U.2 NVMe Cache Drive Post-Installation Tasks

This chapter describes the tasks that are typically needed after replacing a U.2 NVME drive or upgrading from 8 to 16 drives.

Recreating the Cache RAID 0 Volume

  1. Stop cachefilesd.
    $ sudo systemctl stop cachefilesd 
  2. Umount /raid and stop raid-0.
    $ sudo umount –f /raid
    $ sudo mdadm –-stop /dev/md1
  3. Run the script to rebuild the RAID volume.
    $ sudo /usr/bin/configure_raid_array.py –c –f
    Press Y at any questions.
  4. When completed, confirm that the /raid volume is mounted.
    $ df -hl /raid
    The /dev/md1 filesystem should be mounted on /raid with size 28 TB or 56 TB, depending on whether 8 or 16 drives are installed.
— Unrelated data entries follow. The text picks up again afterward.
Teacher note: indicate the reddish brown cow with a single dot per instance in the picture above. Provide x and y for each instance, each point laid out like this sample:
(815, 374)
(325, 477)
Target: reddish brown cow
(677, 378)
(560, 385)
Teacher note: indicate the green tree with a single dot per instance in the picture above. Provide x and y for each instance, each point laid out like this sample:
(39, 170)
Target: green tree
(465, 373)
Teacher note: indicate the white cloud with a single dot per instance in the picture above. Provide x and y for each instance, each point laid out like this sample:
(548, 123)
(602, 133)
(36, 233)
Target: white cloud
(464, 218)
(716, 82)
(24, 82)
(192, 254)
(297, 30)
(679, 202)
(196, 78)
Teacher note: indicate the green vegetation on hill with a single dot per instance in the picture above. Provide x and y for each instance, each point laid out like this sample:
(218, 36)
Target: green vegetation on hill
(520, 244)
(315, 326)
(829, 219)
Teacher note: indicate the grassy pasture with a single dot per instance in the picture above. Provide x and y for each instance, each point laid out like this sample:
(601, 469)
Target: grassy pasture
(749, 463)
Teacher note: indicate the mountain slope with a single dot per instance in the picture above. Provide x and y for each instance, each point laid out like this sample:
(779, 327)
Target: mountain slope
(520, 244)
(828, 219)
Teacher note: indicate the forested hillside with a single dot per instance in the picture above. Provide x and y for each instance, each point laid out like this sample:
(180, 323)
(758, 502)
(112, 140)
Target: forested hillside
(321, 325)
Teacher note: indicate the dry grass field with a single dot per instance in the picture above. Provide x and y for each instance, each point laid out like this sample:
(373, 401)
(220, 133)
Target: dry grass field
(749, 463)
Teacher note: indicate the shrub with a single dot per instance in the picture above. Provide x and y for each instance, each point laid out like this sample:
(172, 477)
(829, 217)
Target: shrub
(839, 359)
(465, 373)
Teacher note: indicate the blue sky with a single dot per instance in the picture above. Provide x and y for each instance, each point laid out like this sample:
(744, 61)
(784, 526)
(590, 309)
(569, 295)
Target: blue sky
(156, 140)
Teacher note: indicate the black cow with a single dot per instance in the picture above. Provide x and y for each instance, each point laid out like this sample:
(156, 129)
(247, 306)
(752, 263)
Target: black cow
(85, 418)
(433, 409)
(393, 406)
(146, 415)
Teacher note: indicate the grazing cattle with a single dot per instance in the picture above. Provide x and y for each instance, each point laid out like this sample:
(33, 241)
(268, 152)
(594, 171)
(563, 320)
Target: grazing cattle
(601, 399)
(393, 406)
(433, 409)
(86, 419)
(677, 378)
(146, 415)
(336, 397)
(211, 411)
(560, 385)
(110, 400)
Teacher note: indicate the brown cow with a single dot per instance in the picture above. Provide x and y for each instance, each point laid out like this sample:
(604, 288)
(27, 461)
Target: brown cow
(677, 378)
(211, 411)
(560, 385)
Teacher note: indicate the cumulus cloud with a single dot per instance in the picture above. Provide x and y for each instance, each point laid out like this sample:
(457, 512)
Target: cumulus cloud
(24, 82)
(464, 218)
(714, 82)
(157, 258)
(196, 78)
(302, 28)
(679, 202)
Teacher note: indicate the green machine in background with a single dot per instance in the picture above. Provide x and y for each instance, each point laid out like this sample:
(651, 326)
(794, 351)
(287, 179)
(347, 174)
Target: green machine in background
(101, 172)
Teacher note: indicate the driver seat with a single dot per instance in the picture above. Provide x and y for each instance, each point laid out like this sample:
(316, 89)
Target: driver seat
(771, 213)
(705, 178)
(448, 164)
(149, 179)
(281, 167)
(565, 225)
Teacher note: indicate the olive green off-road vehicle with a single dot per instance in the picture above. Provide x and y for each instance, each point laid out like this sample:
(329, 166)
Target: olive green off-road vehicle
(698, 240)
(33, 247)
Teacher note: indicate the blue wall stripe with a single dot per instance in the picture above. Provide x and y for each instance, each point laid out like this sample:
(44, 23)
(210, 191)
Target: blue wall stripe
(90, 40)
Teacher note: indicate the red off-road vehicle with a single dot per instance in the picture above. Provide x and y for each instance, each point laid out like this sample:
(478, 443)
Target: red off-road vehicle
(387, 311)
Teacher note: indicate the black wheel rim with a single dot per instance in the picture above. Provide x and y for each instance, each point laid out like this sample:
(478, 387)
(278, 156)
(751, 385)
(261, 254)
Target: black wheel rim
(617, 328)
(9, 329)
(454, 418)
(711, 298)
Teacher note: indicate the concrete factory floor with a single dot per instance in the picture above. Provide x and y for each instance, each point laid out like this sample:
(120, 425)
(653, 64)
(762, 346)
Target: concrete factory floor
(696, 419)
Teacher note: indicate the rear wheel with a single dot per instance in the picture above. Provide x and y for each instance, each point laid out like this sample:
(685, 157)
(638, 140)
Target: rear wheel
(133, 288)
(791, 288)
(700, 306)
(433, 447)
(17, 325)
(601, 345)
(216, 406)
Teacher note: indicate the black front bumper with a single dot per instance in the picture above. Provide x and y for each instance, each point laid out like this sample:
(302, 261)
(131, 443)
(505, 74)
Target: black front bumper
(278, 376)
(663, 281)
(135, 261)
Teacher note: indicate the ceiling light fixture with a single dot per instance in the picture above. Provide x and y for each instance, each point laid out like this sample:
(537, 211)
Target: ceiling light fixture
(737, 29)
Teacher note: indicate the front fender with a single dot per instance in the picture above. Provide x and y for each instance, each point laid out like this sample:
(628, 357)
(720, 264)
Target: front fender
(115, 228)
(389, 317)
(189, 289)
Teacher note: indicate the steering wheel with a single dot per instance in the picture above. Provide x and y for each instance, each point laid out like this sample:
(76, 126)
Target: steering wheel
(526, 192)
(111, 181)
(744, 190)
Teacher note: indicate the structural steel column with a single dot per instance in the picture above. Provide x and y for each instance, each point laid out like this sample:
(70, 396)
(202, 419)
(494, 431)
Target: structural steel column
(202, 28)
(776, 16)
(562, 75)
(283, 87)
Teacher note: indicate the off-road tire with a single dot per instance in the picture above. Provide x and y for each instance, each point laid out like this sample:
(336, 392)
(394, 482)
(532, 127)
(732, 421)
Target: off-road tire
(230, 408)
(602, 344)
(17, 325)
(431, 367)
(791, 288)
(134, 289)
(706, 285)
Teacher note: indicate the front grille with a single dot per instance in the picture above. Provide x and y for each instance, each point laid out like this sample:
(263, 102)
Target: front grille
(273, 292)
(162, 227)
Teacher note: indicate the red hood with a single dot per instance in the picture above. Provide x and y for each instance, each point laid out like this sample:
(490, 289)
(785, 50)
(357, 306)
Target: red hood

Confirming the Volume is Ready

  1. Confirm the storage devices and volumes in the system are healthy using the following command.
    $ sudo nvsm show systems/1/storage/1/volumes/md1 
  2. Verify Status_Health=OK and that the numbers of drives listed in Drives = is as expected.
  3. Confirm that the drives are now available.
    $ sudo mdadm -D /dev/md1  
If the drive manufacturer is Micron, perform the steps in Enabling the Temperature Sensor.

Enabling the Temperature Sensor

The steps in this section need to be followed only for Micron NVMe drives.
  1. Verify the need to enable temperature reading for the installed NVMe drives by running ipmitool.
    $ sudo ipmitool sdr|grep -i -e "nvme.*temp"
  2. If any of the NVMe drives do not show a temperature reading, enter the following script.
    $ for drives in `nvme list|grep Micron | cut -d' ' -f1 |sed 's/..$//'`
    do /opt/MicronTechnology/MicronMSECLI/msecli -M -k 1 -n $drives
    done
  3. Confirm that temperature reading for the replaced drive is enabled by running ipmitool.
    $ sudo ipmitool sdr|grep -i -e "nvme.*temp"

Returning NVMe Drives

Use the packaging from the new drive and follow the instructions that came with the package to ship the old drive back to NVIDIA Enterpsise Support.
Note: If your organization has purchased a media retention policy, you may be able to keep failed drives for destruction. Check with NVIDIA Enterprise Support on the status of the policy for specifics.